The Rev John Chalmers will have a private audience with the pontiff in the Vatican, in one of only a handful of meetings between the holders of both posts in hundreds of years.

The meeting between the two men has been arranged in part by the Catholic Archbishop of St Andrews and Edinburgh Leo Cushley, a former Vatican diplomat who has worked closely with both Pope Francis and Pope Benedict.

The Rev Chalmers will meet with Pope Francis on February 16.

The last encounter between a Moderator of the General Assembly and a pontiff occurred in 2001, when the Right Reverend Andrew McLellan was granted a short private audience with Pope John Paul II at the Vatican.

His predecessor, the Right Rev John Cairns, met John Paul II on a tour of the Holy Land, while the late pope also met the Rt Rev Professor John McIntyre on his visit to Scotland in 1982.

Both clerics will be expected to discuss a range of issues, although no details are being made public at this stage.

However, there is a hope the meeting could become an annual event.

Rev Chalmers said: "I am honoured to be able to meet with His Holiness Pope Francis. I hope to be able to discuss a range of issues including how faith is regarded in the 21st century.

"I will also share with His Holiness my sense that for some years now ministers and priests have found new levels of friendship. People's attitudes have changed as they have come to see in 'the other', first a shared humanity and then a shared faith."

Archbishop Cushley said: "I am very pleased that this year's Moderator, Rt Rev John Chalmers, is to have a private audience with Pope Francis.

"John and I talked about it several times, and I know that he was keen to meet the Holy Father. I am certain that he will receive a very cordial welcome.

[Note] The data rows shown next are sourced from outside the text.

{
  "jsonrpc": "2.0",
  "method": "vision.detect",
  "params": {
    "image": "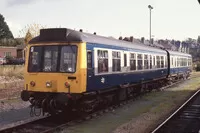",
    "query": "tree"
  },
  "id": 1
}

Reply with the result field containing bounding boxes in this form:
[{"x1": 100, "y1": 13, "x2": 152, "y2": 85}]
[
  {"x1": 19, "y1": 23, "x2": 46, "y2": 44},
  {"x1": 0, "y1": 14, "x2": 14, "y2": 39}
]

"The Church of Scotland is an important voice among the world's Reformed Churches, and so I would also be pleased if the visit were gradually to grow into an annual event, as is the case for example with the visits of the Archbishop of Canterbury."

On the first ever visit to the UK by a Pope, John Paul met the Rev McIntyre and other representatives of the Church of Scotland outside the Assembly Hall in Edinburgh.

Described by one of those in attendance as as "a slightly haphazard and relaxed affair" for such an historic occasion, the Moderator welcomed John Paul II as "our brother in Christ" and "a man of peace".

During the 2000 meeting, held at Jerusalem's Greek Orthodox church and arranged by its Greek patriarch, the Moderator praised the Pope's attempt to reconcile all faiths during his visit to the Holy Land. The meeting the following year discussed relations between the two churches in Scotland.

However, relations between the Church of Scotland and the Vatican went through something of a chill in 2010 following Pope Benedict's views on the Reformation and Scottish sectarianism, which were described as "unhelpful" by leading figures in the Kirk.

In a statement issued by The Vatican, Pope Benedict described the 16th-century Reformation, which split the two faiths, as a "great rupture" that had led to religious intolerance.

But Kirk ministers disputed the pontiff's description and expressed concern that he had chosen to draw attention to sectarianism in Scotland.